The Rubicor Board of Directors is responsible for ensuring that Rubicor has an appropriate corporate governance structure to ensure the creation, protection and enhancement of shareholder value. This requires that appropriate accountability and control systems are in place.
The Board endorses each of the ASX Corporate Governance Council's Principles and Recommendations (ASX Principles). In response to the ASX Principles, Rubicor publicly discloses each of its corporate governance tools. This Corporate Governance section exemplifies Rubicor's commitment to corporate governance.
At Rubicor the Board maintains and ensures that Rubicor management maintains the highest level of corporate ethics. As such, the various charters, policies and codes located under this Corporate Governance section will be reviewed, and where necessary, updated, on a regular basis.
Charters (for up to the year ended 30 June 2015)
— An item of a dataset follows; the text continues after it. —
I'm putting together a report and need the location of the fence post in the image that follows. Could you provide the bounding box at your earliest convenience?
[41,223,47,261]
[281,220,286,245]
- The Rubicor Board Charter
- Audit and Risk Management Committee Charter
- Nomination & Corporate Governance Charter
- Remuneration and Human Resources Committee Charter
Since the Board currently comprises three Directors, for governance and practical purposes the Audit and Risk Management Committee, Remuneration and Human Resources Committee and Nomination and Corporate Governance Committee each have ceased to operate effective 24 September 2015 and all Committee functions and responsibilities will be undertaken by the Board as a whole.